I found the most intriguing paragraph to be this one:
If the models are correct, global warming reduces the temperature differences between the poles and the equator. When you have less difference in temperature, you have less excitation of extratropical storms, not more. And, in fact, model runs support this conclusion. Alarmists have drawn some support for increased claims of tropical storminess from a casual claim by Sir John Houghton of the U.N.’s Intergovernmental Panel on Climate Change (IPCC) that a warmer world would have more evaporation, with latent heat providing more energy for disturbances. The problem with this is that the ability of evaporation to drive tropical storms relies not only on temperature but humidity as well, and calls for drier, less humid air. Claims for starkly higher temperatures are based upon there being more humidity, not less–hardly a case for more storminess with global warming.

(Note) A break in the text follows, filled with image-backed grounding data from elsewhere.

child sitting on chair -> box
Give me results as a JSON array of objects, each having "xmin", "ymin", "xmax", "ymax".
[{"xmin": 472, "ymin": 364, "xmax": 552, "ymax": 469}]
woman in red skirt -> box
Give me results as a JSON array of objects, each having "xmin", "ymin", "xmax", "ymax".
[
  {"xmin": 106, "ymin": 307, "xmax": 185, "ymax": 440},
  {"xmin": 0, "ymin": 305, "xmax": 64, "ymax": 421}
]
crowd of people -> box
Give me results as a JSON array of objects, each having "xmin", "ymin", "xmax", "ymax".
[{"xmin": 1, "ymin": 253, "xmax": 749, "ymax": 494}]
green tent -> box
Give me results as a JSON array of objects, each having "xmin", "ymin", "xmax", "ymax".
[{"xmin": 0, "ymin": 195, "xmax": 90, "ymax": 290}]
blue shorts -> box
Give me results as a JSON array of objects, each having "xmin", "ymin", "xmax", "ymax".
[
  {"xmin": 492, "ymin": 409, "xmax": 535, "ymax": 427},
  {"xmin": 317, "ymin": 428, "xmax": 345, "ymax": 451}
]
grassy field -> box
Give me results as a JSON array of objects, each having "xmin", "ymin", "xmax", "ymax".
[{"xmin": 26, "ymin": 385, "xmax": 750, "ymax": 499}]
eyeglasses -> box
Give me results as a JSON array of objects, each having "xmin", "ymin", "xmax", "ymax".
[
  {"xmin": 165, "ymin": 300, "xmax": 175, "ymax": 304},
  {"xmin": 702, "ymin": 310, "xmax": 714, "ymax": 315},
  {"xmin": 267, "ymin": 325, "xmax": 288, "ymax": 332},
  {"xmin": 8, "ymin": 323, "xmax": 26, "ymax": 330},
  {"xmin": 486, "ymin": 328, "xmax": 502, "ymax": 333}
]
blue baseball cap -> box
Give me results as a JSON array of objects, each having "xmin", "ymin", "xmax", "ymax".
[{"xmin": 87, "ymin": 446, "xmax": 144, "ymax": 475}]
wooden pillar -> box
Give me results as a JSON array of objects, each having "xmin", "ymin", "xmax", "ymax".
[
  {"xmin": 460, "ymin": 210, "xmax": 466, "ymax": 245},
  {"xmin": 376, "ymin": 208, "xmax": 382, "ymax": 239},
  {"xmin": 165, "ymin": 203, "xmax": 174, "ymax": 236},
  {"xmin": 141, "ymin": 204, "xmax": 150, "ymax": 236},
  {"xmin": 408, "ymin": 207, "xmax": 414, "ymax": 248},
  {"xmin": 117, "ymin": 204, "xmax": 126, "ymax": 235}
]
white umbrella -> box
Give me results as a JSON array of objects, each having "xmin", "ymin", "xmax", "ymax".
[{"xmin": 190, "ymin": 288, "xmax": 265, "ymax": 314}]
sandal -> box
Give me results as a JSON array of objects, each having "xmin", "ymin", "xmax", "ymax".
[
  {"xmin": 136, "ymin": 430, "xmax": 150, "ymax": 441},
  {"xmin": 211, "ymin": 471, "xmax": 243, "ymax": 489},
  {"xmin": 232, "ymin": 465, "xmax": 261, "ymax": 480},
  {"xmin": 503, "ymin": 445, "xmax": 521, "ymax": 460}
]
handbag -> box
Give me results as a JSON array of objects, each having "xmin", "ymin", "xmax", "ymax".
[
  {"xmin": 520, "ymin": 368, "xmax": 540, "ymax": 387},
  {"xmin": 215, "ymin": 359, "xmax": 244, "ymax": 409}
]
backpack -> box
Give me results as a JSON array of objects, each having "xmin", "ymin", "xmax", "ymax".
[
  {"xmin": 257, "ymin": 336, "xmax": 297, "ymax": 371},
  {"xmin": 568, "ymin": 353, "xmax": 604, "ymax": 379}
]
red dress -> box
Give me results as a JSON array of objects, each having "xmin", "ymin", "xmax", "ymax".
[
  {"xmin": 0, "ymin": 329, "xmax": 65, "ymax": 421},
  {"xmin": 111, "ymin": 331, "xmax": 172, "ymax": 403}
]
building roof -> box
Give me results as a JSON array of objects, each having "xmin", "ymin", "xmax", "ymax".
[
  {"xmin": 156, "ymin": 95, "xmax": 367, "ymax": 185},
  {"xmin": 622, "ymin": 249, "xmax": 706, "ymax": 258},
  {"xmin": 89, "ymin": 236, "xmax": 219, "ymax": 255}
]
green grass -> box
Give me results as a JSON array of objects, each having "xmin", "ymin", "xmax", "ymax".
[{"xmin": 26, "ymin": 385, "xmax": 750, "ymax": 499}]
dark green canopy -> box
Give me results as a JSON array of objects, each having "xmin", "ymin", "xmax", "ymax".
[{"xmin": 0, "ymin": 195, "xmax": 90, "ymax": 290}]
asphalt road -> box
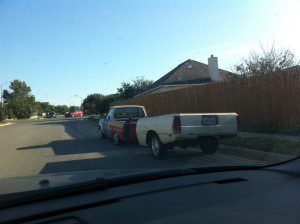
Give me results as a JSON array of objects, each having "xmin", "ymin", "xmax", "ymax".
[{"xmin": 0, "ymin": 117, "xmax": 259, "ymax": 179}]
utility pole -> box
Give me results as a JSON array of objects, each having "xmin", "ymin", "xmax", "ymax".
[
  {"xmin": 74, "ymin": 95, "xmax": 83, "ymax": 109},
  {"xmin": 0, "ymin": 84, "xmax": 2, "ymax": 108}
]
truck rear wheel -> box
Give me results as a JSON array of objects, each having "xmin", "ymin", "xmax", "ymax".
[
  {"xmin": 151, "ymin": 135, "xmax": 167, "ymax": 159},
  {"xmin": 113, "ymin": 131, "xmax": 121, "ymax": 145},
  {"xmin": 198, "ymin": 137, "xmax": 218, "ymax": 154},
  {"xmin": 99, "ymin": 127, "xmax": 106, "ymax": 139}
]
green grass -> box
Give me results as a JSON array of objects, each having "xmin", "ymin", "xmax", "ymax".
[
  {"xmin": 87, "ymin": 116, "xmax": 99, "ymax": 124},
  {"xmin": 220, "ymin": 136, "xmax": 300, "ymax": 155},
  {"xmin": 241, "ymin": 125, "xmax": 300, "ymax": 136}
]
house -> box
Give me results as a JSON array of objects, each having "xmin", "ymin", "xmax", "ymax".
[{"xmin": 136, "ymin": 55, "xmax": 233, "ymax": 97}]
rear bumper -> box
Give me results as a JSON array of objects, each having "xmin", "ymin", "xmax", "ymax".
[
  {"xmin": 159, "ymin": 132, "xmax": 237, "ymax": 145},
  {"xmin": 167, "ymin": 133, "xmax": 237, "ymax": 148}
]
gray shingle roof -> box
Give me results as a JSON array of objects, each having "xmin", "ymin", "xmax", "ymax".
[{"xmin": 138, "ymin": 59, "xmax": 231, "ymax": 96}]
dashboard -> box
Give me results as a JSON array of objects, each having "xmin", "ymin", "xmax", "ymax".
[{"xmin": 1, "ymin": 159, "xmax": 299, "ymax": 224}]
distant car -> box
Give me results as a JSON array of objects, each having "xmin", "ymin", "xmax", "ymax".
[
  {"xmin": 71, "ymin": 110, "xmax": 84, "ymax": 117},
  {"xmin": 64, "ymin": 112, "xmax": 72, "ymax": 117},
  {"xmin": 47, "ymin": 112, "xmax": 57, "ymax": 118}
]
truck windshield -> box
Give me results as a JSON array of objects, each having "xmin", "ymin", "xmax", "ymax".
[{"xmin": 114, "ymin": 107, "xmax": 145, "ymax": 119}]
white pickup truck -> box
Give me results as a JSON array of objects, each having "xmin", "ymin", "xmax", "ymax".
[
  {"xmin": 99, "ymin": 105, "xmax": 239, "ymax": 159},
  {"xmin": 136, "ymin": 111, "xmax": 239, "ymax": 159}
]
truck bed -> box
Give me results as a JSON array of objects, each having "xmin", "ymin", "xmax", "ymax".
[
  {"xmin": 179, "ymin": 113, "xmax": 238, "ymax": 137},
  {"xmin": 136, "ymin": 113, "xmax": 238, "ymax": 146}
]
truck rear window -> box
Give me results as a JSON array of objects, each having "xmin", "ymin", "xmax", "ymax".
[{"xmin": 114, "ymin": 107, "xmax": 145, "ymax": 119}]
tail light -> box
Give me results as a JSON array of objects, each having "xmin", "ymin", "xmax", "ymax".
[
  {"xmin": 173, "ymin": 115, "xmax": 181, "ymax": 134},
  {"xmin": 237, "ymin": 115, "xmax": 241, "ymax": 130}
]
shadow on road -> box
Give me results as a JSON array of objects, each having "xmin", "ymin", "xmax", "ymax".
[
  {"xmin": 18, "ymin": 138, "xmax": 105, "ymax": 155},
  {"xmin": 39, "ymin": 148, "xmax": 205, "ymax": 175},
  {"xmin": 33, "ymin": 119, "xmax": 94, "ymax": 139},
  {"xmin": 16, "ymin": 118, "xmax": 208, "ymax": 175},
  {"xmin": 17, "ymin": 119, "xmax": 142, "ymax": 155},
  {"xmin": 17, "ymin": 119, "xmax": 105, "ymax": 154}
]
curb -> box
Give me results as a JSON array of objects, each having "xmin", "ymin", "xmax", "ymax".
[
  {"xmin": 239, "ymin": 132, "xmax": 300, "ymax": 142},
  {"xmin": 84, "ymin": 118, "xmax": 98, "ymax": 127},
  {"xmin": 0, "ymin": 123, "xmax": 13, "ymax": 127},
  {"xmin": 219, "ymin": 145, "xmax": 295, "ymax": 163}
]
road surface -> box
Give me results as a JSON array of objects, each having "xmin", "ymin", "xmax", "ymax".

(Hat tip to Vernon Smith.)
I’m not an atmospheric scientist, a climatologist, a meteorologist, or any other kind of hard scientist you care to name. (By the way, I’ll bet that the vast majority of people who opine on global warming are just like me.) But I do know a thing or two about economics and the economics of politics. Regardless of the scientific merits of claims of global warming and claims of humankinds’ role (or not) in promoting global warming, it is unscientific in the extreme to assume that government can or will handle whatever problem there is wisely. Simply to assume that, if problem X exists, giving power to government to solve problem X will actually solve problem X, or will do so without creating even worse problems Y and Z, is to ignore history and our scientific knowledge of politics.